To the editor:
Imagine a perfect lake day here in the Tri-Lakes region: not too many boats, beautiful water temperatures and clear skies. Or, imagine the satisfaction of hiking a high peak. That is something to go down in your own record book. There is so much to do here in our area. Whatever your interests, it probably involves being in our great outdoors in the Adirondacks.

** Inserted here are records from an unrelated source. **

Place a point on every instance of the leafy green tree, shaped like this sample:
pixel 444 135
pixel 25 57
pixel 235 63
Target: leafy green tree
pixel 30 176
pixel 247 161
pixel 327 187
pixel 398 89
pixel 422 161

But I say that the best time to be in our outdoors is when the sun goes down and the moon comes up. Our nighttime skies are some of the clearest in New York state. There are only six remaining places on Earth where you can obtain total darkness at night. These are classified as regions that have "zero light pollution." These areas include central Africa, the Amazon rainforest in South America, western Australia, Antarctica and parts of both the Pacific and Atlantic oceans. The website www.lightpollution.it has maps showing how light-polluted the skies are around the world. With large cities so close to our region such as Montreal, Albany, Burlington and Syracuse, outside of the Adirondack Park, our New York skies are polluted.
The village of Saranac Lake gives off more light pollution than Tupper Lake does, as seen from Upper Saranac Lake.
(Photo — Jack Yanchitis)
Whether you are a local, tourist or second home owner in this area, I encourage you to go see our beautiful nighttime skies. Www.earthsky.org says that there are only 10 more nights of meteor showers this year, where we can see upwards of 15 shooting stars per hour.
I enjoy shooting exposure photography at night, and this has allowed me to take some pretty incredible shots of star trails and time lapses on various islands on Upper Saranac Lake. When the sky is perfectly clear and the moon is not around, it is incredible to gaze at the Milky Way spanning the sky from one end of the lake to the other.
Summer is only here for another 20 nights. Go see what's up there.